Trusted platform module security defeated in 30 minutes, no soldering required

Let’s say you’re a large company that has just shipped an employee a brand-new replacement laptop. And let’s say it comes preconfigured to use all the latest best security practices, including full-disk encryption using a trusted platform module, password-protected BIOS settings, UEFI SecureBoot, and virtually all other recommendations from the National Security Agency and NIST for locking down federal computer systems. And let’s say an attacker manages to intercept the machine. Can the attacker use it to hack your network?

Research published last week shows the answer is a resounding yes. Not only that, but a hacker who has done her homework needs a surprisingly short stretch of time alone with the machine to carry out the attack. With that, the hacker can gain the ability to write not only to the stolen laptop, but to the fortified network it was configured to connect to.

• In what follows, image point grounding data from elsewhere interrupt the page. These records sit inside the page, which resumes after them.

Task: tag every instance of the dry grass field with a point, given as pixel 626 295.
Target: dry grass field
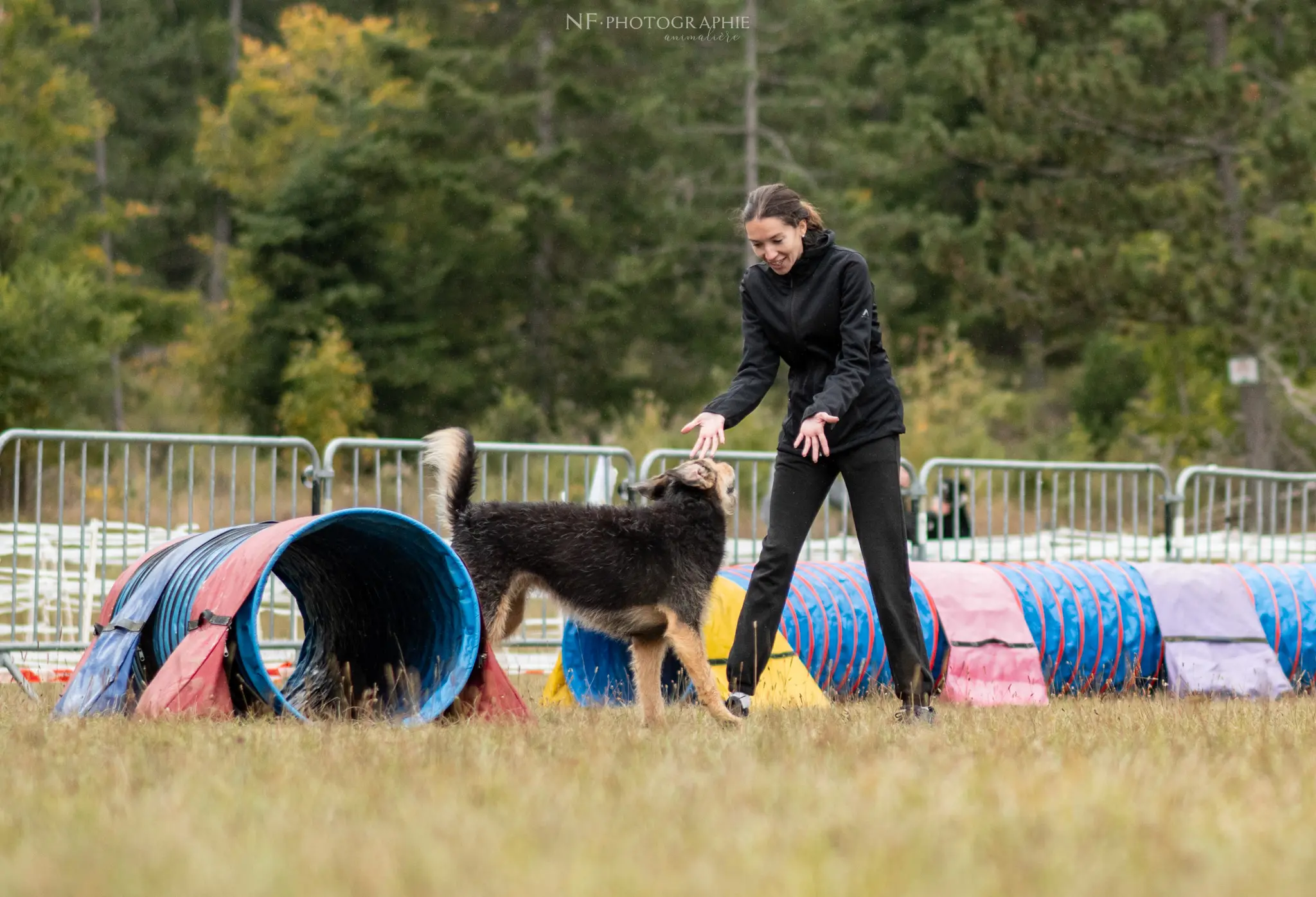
pixel 1102 797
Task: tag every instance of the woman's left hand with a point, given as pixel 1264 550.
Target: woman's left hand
pixel 814 437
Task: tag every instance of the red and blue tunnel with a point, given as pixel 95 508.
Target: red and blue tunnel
pixel 1092 626
pixel 389 610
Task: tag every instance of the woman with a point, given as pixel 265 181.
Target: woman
pixel 810 303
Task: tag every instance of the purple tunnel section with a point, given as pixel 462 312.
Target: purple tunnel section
pixel 1214 639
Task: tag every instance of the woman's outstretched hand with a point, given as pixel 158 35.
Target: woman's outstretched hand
pixel 814 437
pixel 709 434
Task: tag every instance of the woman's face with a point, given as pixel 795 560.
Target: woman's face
pixel 777 242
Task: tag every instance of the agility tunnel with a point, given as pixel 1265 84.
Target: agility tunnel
pixel 1011 633
pixel 594 670
pixel 830 643
pixel 389 610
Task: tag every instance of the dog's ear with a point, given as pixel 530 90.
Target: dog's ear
pixel 654 487
pixel 698 474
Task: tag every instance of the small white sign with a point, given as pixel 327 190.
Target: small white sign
pixel 1244 371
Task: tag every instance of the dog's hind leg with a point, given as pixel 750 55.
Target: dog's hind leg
pixel 646 664
pixel 690 648
pixel 510 609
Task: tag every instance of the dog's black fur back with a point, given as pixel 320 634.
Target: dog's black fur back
pixel 610 567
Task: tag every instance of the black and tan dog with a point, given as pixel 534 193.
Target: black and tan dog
pixel 641 575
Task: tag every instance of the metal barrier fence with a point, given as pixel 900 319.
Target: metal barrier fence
pixel 1239 515
pixel 78 507
pixel 389 474
pixel 978 510
pixel 828 540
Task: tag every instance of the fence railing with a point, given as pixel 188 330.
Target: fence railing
pixel 831 537
pixel 978 510
pixel 1238 515
pixel 389 474
pixel 78 507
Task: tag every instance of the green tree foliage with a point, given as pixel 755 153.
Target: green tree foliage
pixel 513 218
pixel 324 394
pixel 1112 377
pixel 53 330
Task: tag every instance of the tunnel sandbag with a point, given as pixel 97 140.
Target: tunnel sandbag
pixel 1285 598
pixel 389 612
pixel 103 678
pixel 993 658
pixel 107 609
pixel 1214 639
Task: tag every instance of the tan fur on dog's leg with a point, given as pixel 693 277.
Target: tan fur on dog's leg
pixel 646 664
pixel 511 608
pixel 690 648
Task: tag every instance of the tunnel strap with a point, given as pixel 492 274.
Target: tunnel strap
pixel 208 617
pixel 999 642
pixel 125 625
pixel 1218 639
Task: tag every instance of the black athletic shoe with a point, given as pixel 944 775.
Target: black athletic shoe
pixel 914 715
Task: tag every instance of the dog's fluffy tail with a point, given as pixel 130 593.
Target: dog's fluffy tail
pixel 452 454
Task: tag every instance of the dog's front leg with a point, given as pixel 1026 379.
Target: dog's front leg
pixel 689 645
pixel 646 664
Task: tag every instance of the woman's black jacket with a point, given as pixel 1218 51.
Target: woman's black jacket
pixel 821 321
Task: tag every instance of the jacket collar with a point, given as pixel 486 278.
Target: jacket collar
pixel 810 257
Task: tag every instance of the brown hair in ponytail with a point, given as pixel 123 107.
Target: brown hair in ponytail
pixel 781 202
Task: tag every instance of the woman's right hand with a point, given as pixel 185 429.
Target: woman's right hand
pixel 711 434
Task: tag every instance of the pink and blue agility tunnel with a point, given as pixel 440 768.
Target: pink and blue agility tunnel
pixel 379 595
pixel 1092 623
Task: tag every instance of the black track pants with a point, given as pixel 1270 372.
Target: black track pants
pixel 871 475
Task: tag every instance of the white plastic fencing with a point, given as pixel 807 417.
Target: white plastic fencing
pixel 78 507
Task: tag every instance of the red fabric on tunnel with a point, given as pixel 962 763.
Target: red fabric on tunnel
pixel 993 655
pixel 488 692
pixel 107 608
pixel 193 679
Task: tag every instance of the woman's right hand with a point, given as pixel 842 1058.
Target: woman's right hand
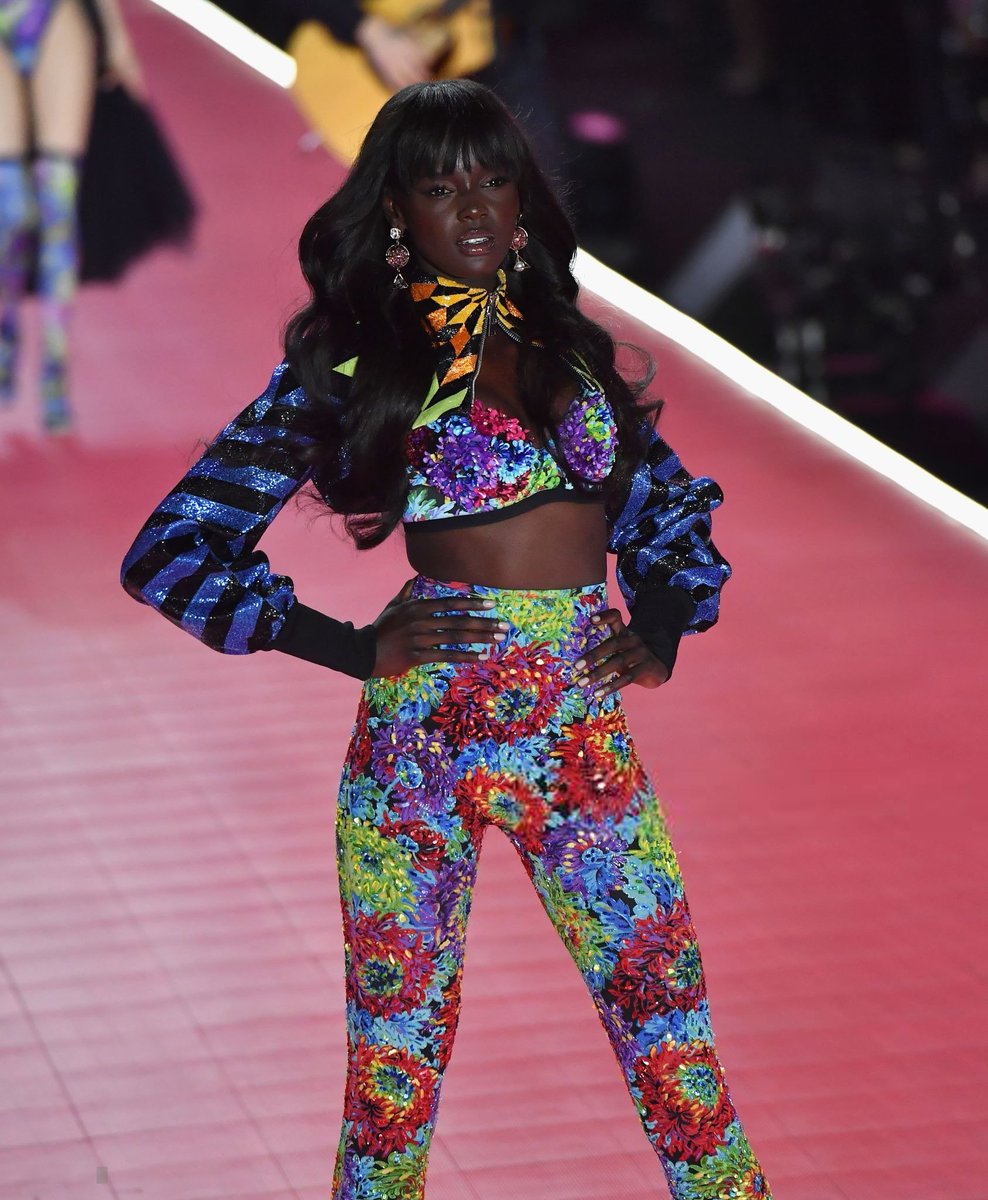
pixel 411 633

Researchers at the security consultancy Dolos Group, hired to test the security of one client’s network, received a new Lenovo computer preconfigured to use the standard security stack for the organization. They received no test credentials, configuration details, or other information about the machine. An analysis of the BIOS settings, boot operation, and hardware quickly revealed that the security measures in place were going to preclude the usual hacks, including:

• pcileech/DMA attacks because Intel’s VT-d BIOS protection was enabled
• Authentication bypasses using tools such as Kon-boot
• Use of tools such as LAN turtle, Responder to exfiltrate data from USB ethernet adapters

Fort Knox and the not-so-armored car

With little else to go on, the researchers focused on the trusted platform module, or TPM, a heavily fortified chip installed on the motherboard that communicates directly with other hardware installed on the machine. The researchers noticed that, as is the default for disk encryption using Microsoft’s BitLocker, the laptop booted directly to the Windows screen, with no prompt for entering a PIN or password. That meant that the TPM was where the sole cryptographic secret for unlocking the drive was stored.

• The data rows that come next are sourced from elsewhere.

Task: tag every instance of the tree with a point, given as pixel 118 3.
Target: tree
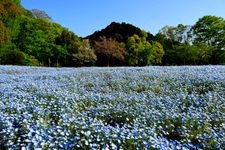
pixel 156 54
pixel 40 14
pixel 109 51
pixel 85 54
pixel 9 54
pixel 140 52
pixel 4 35
pixel 211 30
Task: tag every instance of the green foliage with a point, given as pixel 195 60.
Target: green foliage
pixel 9 54
pixel 108 49
pixel 85 54
pixel 211 30
pixel 141 52
pixel 38 41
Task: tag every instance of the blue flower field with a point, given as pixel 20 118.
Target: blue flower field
pixel 112 108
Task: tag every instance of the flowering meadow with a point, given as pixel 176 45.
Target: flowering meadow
pixel 112 108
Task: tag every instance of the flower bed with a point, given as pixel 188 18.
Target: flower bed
pixel 112 108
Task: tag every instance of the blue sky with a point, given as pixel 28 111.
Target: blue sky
pixel 86 16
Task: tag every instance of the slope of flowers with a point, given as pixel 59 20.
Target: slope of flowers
pixel 112 108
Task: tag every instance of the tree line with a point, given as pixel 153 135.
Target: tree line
pixel 29 37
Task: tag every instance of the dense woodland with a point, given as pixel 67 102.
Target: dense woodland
pixel 30 37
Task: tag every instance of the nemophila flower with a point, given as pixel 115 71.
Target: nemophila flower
pixel 108 108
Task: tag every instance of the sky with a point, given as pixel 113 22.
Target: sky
pixel 84 17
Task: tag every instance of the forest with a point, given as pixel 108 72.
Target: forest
pixel 31 38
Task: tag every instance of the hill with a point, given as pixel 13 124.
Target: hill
pixel 119 31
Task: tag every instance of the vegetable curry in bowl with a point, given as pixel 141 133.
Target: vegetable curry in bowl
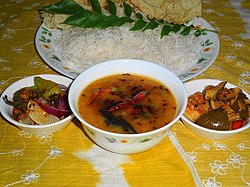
pixel 127 104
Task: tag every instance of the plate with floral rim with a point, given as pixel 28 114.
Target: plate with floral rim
pixel 48 49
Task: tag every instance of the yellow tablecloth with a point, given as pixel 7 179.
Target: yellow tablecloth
pixel 69 158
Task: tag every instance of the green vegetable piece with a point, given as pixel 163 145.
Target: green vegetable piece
pixel 151 25
pixel 112 7
pixel 127 9
pixel 139 24
pixel 79 18
pixel 185 31
pixel 43 84
pixel 175 28
pixel 138 15
pixel 63 7
pixel 85 19
pixel 54 90
pixel 107 22
pixel 165 30
pixel 96 6
pixel 122 20
pixel 197 33
pixel 215 119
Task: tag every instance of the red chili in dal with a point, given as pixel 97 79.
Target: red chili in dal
pixel 142 102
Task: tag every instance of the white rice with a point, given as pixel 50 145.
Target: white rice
pixel 82 48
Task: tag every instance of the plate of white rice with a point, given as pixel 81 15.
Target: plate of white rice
pixel 73 50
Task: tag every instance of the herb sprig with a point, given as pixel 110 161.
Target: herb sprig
pixel 81 17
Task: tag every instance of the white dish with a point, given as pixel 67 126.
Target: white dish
pixel 127 143
pixel 49 52
pixel 6 109
pixel 199 85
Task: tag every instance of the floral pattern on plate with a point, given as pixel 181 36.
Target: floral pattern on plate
pixel 48 50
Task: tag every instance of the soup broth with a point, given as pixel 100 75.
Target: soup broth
pixel 127 103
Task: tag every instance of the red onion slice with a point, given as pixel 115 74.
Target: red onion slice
pixel 54 111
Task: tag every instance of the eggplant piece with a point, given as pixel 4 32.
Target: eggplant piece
pixel 240 106
pixel 118 121
pixel 211 92
pixel 215 119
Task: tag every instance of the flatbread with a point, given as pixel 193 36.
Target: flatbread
pixel 176 11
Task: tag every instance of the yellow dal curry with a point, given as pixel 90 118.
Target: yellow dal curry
pixel 127 103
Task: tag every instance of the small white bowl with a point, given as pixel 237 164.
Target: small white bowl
pixel 199 85
pixel 6 109
pixel 127 143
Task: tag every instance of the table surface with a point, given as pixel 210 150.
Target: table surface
pixel 182 159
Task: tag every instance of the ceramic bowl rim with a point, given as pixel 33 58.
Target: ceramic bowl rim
pixel 177 117
pixel 14 122
pixel 218 132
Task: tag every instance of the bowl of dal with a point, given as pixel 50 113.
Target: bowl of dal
pixel 127 106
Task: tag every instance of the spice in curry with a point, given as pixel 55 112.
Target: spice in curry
pixel 127 103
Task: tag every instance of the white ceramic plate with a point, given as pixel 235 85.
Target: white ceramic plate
pixel 48 50
pixel 199 85
pixel 6 110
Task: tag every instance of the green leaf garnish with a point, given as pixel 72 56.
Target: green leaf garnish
pixel 185 31
pixel 96 6
pixel 139 24
pixel 63 7
pixel 81 17
pixel 111 7
pixel 127 9
pixel 151 25
pixel 175 28
pixel 165 30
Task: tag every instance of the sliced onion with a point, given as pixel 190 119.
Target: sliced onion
pixel 54 111
pixel 63 87
pixel 63 102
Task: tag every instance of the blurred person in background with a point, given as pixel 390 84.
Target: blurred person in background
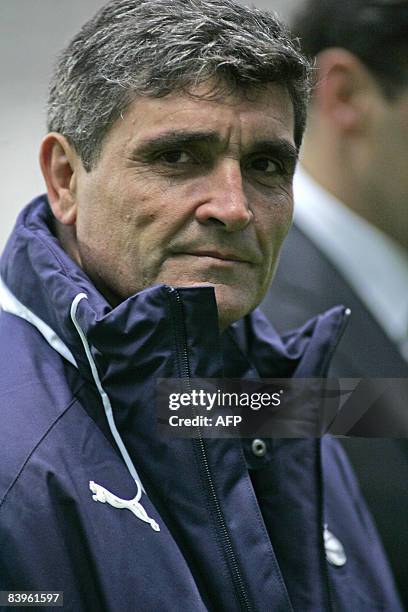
pixel 349 243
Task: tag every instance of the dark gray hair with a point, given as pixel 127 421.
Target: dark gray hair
pixel 155 47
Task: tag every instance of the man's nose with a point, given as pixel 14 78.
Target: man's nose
pixel 225 202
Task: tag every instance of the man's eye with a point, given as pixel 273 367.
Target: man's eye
pixel 175 157
pixel 267 166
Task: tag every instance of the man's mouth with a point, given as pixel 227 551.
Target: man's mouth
pixel 216 255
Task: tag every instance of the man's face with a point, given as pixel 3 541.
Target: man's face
pixel 189 191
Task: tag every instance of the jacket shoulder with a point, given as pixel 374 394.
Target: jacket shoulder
pixel 34 393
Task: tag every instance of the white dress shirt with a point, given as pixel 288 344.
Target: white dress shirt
pixel 374 265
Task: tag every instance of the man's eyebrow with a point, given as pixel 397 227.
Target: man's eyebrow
pixel 176 138
pixel 280 147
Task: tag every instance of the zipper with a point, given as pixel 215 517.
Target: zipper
pixel 185 375
pixel 329 589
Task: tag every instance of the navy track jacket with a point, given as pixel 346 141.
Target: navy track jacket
pixel 211 526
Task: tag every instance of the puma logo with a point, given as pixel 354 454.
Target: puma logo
pixel 104 496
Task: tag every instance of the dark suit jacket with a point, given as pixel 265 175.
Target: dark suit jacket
pixel 307 283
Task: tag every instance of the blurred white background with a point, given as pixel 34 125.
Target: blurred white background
pixel 31 34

Microsoft recommends overriding the default and using a PIN or password only for threat models that anticipate an attacker with enough skill and time alone with an unattended target machine to open the case and solder motherboard devices. After completing their analysis, the researchers said that the Microsoft advice is inadequate because it opens devices to attacks that can be performed by abusive spouses, malicious insiders, or other people who have fleeting private access.

“A pre-equipped attacker can perform this entire attack chain in less than 30 minutes with no soldering, simple and relatively cheap hardware, and publicly available tools,” the Dolos Group researchers wrote in a post, “a process that places it squarely into Evil-Maid territory.”

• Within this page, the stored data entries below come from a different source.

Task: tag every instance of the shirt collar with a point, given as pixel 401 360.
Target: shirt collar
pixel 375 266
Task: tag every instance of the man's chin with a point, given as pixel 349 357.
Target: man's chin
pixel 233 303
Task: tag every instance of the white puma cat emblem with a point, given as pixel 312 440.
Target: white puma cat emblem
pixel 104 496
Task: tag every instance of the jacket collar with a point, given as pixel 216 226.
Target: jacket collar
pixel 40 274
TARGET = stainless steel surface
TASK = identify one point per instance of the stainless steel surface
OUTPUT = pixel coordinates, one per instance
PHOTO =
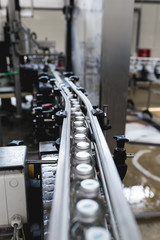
(124, 218)
(116, 42)
(60, 210)
(12, 157)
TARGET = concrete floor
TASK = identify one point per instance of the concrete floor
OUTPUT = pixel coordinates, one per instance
(142, 182)
(141, 189)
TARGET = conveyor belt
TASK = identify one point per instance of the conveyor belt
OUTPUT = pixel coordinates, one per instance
(119, 220)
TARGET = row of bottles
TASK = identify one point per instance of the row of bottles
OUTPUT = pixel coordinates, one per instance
(87, 209)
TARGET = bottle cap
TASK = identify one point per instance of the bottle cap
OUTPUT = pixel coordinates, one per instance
(78, 123)
(83, 146)
(78, 113)
(87, 210)
(73, 100)
(79, 137)
(84, 170)
(90, 187)
(79, 118)
(81, 130)
(82, 157)
(97, 233)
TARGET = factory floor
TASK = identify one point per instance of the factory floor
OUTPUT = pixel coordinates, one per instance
(142, 182)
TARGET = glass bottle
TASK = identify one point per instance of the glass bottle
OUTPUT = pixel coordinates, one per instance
(87, 215)
(97, 233)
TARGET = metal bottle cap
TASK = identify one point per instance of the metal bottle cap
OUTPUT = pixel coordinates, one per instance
(73, 109)
(83, 146)
(84, 169)
(97, 233)
(87, 210)
(79, 118)
(78, 113)
(81, 130)
(82, 157)
(73, 100)
(79, 137)
(78, 124)
(90, 187)
(76, 104)
(78, 107)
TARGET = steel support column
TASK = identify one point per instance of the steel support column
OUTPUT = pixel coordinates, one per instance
(116, 43)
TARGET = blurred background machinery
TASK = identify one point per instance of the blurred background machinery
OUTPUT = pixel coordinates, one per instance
(72, 98)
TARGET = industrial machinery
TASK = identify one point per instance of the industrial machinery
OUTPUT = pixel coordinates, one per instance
(72, 190)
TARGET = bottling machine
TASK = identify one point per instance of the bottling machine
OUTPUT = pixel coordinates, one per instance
(73, 189)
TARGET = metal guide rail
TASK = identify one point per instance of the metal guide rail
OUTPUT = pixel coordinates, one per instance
(88, 199)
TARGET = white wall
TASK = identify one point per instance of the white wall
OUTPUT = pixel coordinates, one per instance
(149, 29)
(48, 24)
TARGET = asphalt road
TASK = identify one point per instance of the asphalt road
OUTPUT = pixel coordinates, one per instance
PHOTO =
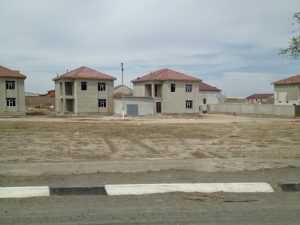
(172, 208)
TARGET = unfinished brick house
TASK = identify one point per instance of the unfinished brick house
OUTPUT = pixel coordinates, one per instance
(12, 98)
(172, 91)
(84, 91)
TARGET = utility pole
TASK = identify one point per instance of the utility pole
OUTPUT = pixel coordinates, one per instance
(123, 113)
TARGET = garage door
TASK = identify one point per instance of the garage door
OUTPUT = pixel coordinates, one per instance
(132, 110)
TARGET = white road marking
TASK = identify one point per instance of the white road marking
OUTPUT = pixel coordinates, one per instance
(24, 192)
(140, 189)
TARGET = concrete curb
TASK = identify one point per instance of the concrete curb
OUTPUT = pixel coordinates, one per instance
(24, 192)
(77, 191)
(141, 189)
(290, 186)
(134, 189)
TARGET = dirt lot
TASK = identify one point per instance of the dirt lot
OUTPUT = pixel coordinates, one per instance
(211, 136)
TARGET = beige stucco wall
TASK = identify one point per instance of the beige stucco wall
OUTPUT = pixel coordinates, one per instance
(145, 105)
(85, 101)
(125, 89)
(288, 94)
(172, 102)
(17, 93)
(212, 97)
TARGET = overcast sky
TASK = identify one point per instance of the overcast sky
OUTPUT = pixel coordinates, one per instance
(231, 44)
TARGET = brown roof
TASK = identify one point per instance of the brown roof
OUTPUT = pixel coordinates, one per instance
(205, 87)
(165, 74)
(5, 72)
(260, 96)
(289, 80)
(85, 73)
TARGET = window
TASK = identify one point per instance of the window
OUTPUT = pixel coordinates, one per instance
(83, 86)
(173, 87)
(101, 86)
(189, 104)
(188, 88)
(10, 84)
(102, 103)
(10, 102)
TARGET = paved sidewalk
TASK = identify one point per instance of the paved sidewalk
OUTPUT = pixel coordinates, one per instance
(140, 165)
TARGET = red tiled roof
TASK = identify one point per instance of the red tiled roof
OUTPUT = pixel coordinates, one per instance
(260, 96)
(85, 73)
(165, 74)
(5, 72)
(289, 80)
(205, 87)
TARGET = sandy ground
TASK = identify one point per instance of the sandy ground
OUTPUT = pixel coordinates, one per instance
(39, 139)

TPMs have multiple layers of defenses that prevent attackers from extracting or tampering with the data they store. For instance, an analysis more than 10 years ago by reverse-engineer Christopher revealed that a TPM chip made by Infineon was designed to self-destruct in the event it was physically penetrated. Optical sensors, for instance, detected ambient light from luminous sources. And a wire mesh that covered the microcontroller was aimed at disabling the chip should any of its electrical circuits be disturbed.

With little hope of cracking the chip inside the Lenovo laptop, the Dolos researchers sought other ways they might be able to extract the key that decrypted the hard drive. They noticed that the TPM communicated with the CPU using serial peripheral interface, a communications protocol for embedded systems.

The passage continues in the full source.